It has occurred to the inventors that the time and resource dedicated to 
off-line authoring of raw video content that will eventually be included, for 
example, in an interactive video magazine, or for any other use, may be 
considerably reduced through automated processing. This requires that a more 
exact method than SCD be used for determining where content and topic 
changes occur in a video presentation. SCD technology, while very helpful, 
remains a non-exact procedure for determining scene changes requiring human 
supervision in order to correct mistakes made by the software. Moreover, 
success of SCD techniques may rely heavily on the type and format of raw 
content to be authored. 

Interactive video content presented in the interactive magazine as known 
to the inventors is derived largely from analog video content that has been 
previously broadcast to the public such as news programs, movies made for TV, 
educational programs, and so on. Many of these programs are segmented such 
as a news program wherein several different stories are covered before going to 



a commercial break. It becomes difficult for an editor using SCD technology 
using color change detection to determine, for example, the point at which one 
story ends and another begins in a news cast. 

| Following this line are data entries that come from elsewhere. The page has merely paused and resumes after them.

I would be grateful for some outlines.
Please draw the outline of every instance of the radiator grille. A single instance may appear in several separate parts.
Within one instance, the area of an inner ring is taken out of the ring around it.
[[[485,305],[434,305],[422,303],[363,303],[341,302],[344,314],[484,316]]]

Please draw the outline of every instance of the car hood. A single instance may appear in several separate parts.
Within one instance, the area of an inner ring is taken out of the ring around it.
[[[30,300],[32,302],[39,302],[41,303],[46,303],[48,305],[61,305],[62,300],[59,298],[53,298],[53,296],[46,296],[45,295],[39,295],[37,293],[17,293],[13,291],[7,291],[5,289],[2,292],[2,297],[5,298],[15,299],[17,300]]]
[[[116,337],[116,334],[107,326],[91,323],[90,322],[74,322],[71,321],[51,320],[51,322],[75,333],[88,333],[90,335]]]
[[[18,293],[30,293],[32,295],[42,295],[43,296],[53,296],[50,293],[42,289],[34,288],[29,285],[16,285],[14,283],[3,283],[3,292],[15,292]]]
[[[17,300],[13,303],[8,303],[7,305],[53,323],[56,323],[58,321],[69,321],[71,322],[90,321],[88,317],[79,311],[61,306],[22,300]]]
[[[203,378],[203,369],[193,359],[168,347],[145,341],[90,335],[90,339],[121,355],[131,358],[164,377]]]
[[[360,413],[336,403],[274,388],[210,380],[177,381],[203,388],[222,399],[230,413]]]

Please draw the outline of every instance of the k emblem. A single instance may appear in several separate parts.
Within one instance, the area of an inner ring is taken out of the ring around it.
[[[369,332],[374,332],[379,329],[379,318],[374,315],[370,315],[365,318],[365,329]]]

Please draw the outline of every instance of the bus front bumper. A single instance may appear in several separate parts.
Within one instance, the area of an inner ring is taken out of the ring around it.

Therefore, what is clearly needed is a method and apparatus that can be 
used to automatically and accurately detect when a topic or a story line changes 
in a raw video segment during off-line authoring of such content. Such a 
method would allow a video editor to concentrate on other editing tasks without 
being required to supervise the scene change detection process. 



Summary of the Invention 



In a preferred embodiment of the present invention a method for 
editing an analog video presentation is provided, comprising steps of (a) 
extracting and time-stamping closed caption (CC) text; (b) digitizing the 
analog video; (c) determining the position of topic changes in the video 
presentation by analyzing the CC text; and (d) using the topic change 
positions in an edited version of the video presentation. Determination is 
made in part by comparing words in consecutive sentences in the CC text, 
and the words may be nouns or adjectives, or both. 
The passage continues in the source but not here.